Montag , 21. September 2020
Eine S-Bahn fährt in Bleckede ab, das ist nur eine Fotomontage. Aber die S-Bahn im Kreis Lüneburg wäre für den Verkehrsexperten Peter Pez ein ­Königsweg gegen den Verkehrsinfarkt. Montage: ck

Per S-Bahn von Bleckede nach Lüneburg?

Lüneburg. Von Bleckede ins Zentrum von Lüneburg – ohne Stau, ohne Ampeln, ohne Parkplatzsuche. Eine Illusion? Eher eine Zukunftsvision, noch dazu eine realistische, wenn es nach Professor Dr. Peter Pez, Stadt- und Kulturraumforscher an der Uni Lüneburg, geht. Um den zunehmenden Verkehrsströmen in und um Lüneburg Herr zu werden, plädiert er für den Bau einer S-Bahn, die Lüneburg mit den größeren Gemeinden im Landkreis verbindet. Seine unkonventionelle Idee stellte er bei der Veranstaltung „Eine Stadt für alle“ vor.
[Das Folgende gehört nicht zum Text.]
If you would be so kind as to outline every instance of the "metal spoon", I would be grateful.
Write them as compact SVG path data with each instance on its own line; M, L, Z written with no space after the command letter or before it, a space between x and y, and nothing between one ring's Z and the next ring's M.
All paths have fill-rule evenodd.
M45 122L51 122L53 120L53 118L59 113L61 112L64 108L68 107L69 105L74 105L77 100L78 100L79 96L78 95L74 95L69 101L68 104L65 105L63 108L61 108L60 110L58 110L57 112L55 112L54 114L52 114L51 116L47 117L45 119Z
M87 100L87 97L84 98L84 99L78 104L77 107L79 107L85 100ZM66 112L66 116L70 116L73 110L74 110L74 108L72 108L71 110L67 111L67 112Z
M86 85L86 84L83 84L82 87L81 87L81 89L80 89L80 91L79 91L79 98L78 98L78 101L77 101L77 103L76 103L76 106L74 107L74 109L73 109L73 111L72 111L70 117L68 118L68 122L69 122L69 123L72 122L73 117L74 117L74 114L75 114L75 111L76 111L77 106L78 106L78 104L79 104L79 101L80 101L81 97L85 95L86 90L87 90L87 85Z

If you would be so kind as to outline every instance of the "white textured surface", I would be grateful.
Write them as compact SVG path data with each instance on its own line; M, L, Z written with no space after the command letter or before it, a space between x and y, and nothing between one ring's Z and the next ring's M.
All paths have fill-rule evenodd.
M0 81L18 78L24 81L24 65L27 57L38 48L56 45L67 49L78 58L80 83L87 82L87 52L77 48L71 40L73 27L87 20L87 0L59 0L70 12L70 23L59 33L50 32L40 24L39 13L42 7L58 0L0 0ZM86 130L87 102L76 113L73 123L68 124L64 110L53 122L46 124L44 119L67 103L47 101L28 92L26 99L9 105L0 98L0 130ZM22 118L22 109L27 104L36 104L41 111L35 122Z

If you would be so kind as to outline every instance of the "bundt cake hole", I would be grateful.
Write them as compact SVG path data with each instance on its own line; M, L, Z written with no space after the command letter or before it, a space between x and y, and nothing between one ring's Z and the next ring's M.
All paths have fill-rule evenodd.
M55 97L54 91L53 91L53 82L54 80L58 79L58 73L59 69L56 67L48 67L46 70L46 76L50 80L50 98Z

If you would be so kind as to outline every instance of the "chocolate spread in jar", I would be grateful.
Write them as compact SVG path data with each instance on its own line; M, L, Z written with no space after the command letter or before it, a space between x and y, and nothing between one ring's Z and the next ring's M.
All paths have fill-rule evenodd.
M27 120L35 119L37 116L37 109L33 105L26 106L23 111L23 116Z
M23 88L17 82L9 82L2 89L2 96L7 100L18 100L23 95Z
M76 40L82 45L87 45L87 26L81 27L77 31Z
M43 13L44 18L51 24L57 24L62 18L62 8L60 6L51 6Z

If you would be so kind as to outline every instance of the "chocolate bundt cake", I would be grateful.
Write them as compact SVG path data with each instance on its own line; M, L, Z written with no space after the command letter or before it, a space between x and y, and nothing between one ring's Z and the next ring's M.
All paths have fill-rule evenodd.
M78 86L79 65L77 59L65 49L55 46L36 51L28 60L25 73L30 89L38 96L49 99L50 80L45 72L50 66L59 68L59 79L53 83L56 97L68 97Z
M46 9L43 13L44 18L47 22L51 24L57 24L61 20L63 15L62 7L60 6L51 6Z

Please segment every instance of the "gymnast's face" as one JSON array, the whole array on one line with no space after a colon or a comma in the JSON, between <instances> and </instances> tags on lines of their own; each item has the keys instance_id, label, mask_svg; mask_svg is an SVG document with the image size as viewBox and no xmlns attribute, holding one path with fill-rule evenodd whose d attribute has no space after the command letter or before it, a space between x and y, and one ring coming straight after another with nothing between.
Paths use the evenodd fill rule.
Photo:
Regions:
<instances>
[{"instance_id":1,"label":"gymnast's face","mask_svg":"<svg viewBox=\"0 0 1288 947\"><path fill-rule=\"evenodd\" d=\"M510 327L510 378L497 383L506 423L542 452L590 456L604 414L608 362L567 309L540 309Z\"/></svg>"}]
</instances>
Mehr Lebensqualität durch nachhaltige Stadt- und Verkehrsplanung

„Wir brauchen eine S-Bahn, anders wird es nicht gehen“, ist Pez überzeugt. Auf Einladung des Instituts für Stadt- und Kulturraumforschung der Leuphana und der Initiative Brockwinkel sprach er an der Uni darüber, wie durch nachhaltige Stadt- und Verkehrsplanung mehr Lebensqualität geschaffen werden kann.

Lüneburg werde den zunehmenden Individualverkehr, der an den Rändern der Stadt und in den umgrenzenden Gemeinden durch immer mehr Wohngebiete entstehe, nicht verkraften können. Der Ausbau des Öffentlichen Personennahverkehrs (ÖPNV) sei wichtig, allein durch zusätzliche Buslinien und Pedelecs aber sei das Problem nicht zu stemmen. „Man wird Pendler aus den Nachbargemeinden bei den viel zu langen Fahrzeiten nicht dafür gewinnen können, sich in einen Bus zu setzen“, sagt Pez. Deshalb komme man um eine S-Bahn, die Pez zwischen Bleckede und Lüneburg, aber auch nach Amelinghausen oder gar bis Soltau pendeln sieht, nicht herum.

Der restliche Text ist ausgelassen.